As a mother of three, Suhag admits she doesn’t have much time for campus organizations. But as a veteran of the university, she knows what it takes to be a leader, and it’s not about status. To Suhag, leadership is more about professionalism and passion than title or rank.
“Leadership is reflected in your courage, your transparency and your vision. It’s not about just being a manager or having some type of authority. It’s reflected in your courage to be something and do something,” she said.
She looks up to several leaders in the College of Nursing who have supported her along the way: Dr. Elena Prendergast, her advisor and the program director of MSN-CNL program; Dr. Desiree Bertrand, assistant professor; and Brenda Dunn, her current preceptor.

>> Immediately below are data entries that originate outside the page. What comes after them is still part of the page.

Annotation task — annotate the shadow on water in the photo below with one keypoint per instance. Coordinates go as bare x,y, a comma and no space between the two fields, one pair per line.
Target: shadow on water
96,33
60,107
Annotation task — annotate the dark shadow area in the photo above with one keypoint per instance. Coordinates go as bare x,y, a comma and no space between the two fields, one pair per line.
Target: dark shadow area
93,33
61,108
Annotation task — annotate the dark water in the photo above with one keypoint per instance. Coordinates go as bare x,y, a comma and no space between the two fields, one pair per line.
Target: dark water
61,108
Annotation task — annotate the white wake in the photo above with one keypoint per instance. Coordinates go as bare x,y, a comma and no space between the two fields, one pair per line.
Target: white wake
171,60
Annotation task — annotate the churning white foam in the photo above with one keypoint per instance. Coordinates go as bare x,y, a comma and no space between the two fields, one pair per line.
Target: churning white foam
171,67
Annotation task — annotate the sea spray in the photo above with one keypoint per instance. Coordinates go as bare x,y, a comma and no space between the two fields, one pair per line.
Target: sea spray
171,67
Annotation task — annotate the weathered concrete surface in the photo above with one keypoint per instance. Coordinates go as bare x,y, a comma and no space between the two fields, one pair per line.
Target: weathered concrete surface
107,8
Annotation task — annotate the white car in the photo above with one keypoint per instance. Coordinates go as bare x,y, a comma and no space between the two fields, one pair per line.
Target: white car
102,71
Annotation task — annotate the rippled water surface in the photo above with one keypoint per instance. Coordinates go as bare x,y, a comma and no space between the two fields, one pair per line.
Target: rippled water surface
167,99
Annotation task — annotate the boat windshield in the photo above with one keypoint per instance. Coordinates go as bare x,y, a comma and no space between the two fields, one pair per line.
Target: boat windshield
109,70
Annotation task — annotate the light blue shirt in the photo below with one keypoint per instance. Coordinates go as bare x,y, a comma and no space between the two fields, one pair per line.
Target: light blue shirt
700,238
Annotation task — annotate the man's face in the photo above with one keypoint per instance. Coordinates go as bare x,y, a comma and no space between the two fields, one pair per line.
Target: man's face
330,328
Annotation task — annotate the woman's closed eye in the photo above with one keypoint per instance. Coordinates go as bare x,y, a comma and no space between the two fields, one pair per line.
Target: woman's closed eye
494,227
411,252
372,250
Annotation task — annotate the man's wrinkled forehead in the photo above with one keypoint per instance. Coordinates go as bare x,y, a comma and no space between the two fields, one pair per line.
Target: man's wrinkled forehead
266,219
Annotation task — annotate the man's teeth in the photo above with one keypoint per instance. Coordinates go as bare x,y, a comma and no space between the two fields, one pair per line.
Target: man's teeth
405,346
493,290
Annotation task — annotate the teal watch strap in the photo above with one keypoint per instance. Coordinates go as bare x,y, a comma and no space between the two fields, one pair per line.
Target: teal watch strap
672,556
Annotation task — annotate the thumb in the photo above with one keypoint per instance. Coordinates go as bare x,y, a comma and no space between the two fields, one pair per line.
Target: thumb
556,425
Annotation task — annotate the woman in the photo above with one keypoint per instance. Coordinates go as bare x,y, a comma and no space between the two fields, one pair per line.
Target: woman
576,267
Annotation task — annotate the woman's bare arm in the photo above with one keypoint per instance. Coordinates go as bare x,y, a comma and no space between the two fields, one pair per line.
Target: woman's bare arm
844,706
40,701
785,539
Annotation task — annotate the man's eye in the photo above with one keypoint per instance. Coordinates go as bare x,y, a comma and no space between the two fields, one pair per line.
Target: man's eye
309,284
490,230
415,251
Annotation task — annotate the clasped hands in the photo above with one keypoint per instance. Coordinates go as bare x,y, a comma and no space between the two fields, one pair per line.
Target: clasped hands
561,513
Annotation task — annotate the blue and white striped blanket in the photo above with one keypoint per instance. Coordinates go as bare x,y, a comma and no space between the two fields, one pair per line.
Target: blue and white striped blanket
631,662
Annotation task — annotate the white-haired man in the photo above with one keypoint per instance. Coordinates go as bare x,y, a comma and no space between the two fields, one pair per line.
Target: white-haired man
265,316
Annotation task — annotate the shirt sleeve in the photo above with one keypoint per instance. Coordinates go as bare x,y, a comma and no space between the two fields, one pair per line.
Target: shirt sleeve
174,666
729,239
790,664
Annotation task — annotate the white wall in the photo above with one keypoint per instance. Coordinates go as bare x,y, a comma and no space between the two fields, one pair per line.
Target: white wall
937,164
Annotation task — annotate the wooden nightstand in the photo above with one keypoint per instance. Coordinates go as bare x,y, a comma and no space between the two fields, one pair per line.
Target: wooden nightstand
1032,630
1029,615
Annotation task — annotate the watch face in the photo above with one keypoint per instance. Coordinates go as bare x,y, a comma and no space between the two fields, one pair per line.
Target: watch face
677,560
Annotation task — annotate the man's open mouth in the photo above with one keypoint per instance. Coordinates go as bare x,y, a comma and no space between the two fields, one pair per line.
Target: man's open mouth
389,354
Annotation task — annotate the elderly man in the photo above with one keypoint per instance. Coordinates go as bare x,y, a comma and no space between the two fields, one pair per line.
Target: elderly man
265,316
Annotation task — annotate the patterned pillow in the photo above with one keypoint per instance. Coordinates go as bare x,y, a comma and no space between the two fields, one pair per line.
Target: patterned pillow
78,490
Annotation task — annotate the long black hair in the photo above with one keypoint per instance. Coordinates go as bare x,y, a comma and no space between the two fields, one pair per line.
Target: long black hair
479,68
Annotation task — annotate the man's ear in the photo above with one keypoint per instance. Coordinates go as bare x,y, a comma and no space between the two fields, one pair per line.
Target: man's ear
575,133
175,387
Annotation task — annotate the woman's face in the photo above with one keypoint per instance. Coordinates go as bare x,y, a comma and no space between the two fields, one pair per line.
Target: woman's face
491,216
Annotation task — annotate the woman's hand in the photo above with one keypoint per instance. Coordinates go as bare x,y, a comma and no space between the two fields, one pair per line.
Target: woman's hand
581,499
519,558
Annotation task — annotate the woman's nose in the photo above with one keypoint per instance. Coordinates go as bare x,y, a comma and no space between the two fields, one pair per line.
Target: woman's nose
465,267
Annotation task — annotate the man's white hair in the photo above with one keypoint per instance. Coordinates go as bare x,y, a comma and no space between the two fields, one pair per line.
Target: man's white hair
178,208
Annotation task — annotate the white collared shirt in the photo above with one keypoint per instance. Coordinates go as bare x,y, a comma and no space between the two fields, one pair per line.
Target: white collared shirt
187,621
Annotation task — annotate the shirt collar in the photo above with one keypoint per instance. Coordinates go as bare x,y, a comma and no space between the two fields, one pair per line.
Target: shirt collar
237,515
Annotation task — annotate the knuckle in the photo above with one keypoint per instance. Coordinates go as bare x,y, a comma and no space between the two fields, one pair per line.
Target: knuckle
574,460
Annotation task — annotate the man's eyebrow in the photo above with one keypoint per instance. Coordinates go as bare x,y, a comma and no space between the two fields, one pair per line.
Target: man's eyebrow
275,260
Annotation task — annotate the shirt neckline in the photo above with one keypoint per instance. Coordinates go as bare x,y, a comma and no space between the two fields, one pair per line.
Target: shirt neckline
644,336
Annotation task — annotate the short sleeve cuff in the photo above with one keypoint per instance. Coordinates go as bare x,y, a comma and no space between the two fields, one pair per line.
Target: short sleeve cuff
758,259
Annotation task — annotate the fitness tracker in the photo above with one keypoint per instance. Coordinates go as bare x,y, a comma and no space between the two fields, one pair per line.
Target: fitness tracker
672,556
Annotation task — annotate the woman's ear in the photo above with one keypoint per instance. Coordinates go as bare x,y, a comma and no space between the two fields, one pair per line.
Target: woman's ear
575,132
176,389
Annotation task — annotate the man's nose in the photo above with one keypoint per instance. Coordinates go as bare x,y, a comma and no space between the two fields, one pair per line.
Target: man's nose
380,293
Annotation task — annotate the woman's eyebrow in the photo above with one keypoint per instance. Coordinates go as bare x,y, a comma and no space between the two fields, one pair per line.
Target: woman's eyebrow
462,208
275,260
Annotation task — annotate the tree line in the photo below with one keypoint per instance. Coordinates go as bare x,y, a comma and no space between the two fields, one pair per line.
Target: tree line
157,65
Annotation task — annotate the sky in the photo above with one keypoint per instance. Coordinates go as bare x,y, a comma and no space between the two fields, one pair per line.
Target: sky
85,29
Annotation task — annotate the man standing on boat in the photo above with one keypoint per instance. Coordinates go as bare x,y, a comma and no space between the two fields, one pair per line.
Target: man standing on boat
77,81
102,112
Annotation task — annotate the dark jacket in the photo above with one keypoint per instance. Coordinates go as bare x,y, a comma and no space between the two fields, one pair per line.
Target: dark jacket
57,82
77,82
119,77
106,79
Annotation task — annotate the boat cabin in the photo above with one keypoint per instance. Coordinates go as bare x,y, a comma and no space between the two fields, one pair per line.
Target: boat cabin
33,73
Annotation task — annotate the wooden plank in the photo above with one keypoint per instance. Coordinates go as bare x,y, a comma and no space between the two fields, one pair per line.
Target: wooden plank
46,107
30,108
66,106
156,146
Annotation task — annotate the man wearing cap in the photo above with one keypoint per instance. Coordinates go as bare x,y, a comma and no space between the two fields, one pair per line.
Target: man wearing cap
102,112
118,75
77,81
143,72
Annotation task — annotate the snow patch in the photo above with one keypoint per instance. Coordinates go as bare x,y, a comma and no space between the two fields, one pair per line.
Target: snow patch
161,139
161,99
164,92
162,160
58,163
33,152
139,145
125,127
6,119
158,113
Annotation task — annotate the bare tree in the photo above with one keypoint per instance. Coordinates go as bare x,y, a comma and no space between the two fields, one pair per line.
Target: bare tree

This is Suhag’s last semester in the program, and per program guidelines, she has to complete 400 hours of clinical rotation to graduate. She’s currently on rotation in the 3 North (neurology) unit at Augusta University Health, and they have already offered her a job.
Suhag also received offers from 5 North (oncology) and 5 South BMT (bone marrow transplant), but chose neurology because, thanks to her rotation, she’s already familiar with the unit, her patients and her colleagues. And as a former neurobiology researcher, she’s fascinated by the human brain and the conditions that can damage it.
“At 3 North, the patients are either with neurological injuries, including stroke, trauma, tumors or spinal cord injury patients. They can also have altered mental status. We see seizure patients and patients who’ve experienced myocardial infarction or any kind of cerebral hemorrhage,” she said.
Regardless of where she serves over the course of her nursing career, her passion for this community — a community that took her in after moving across the world all those years ago — remains a driving force in her life.
“I’ve been living here for the last 20 years, and I need to do something for my community to help out the people in need. Anything I can do to make a little change in the community, to make my patients happy at the end of the shift — that makes my day fulfilling.”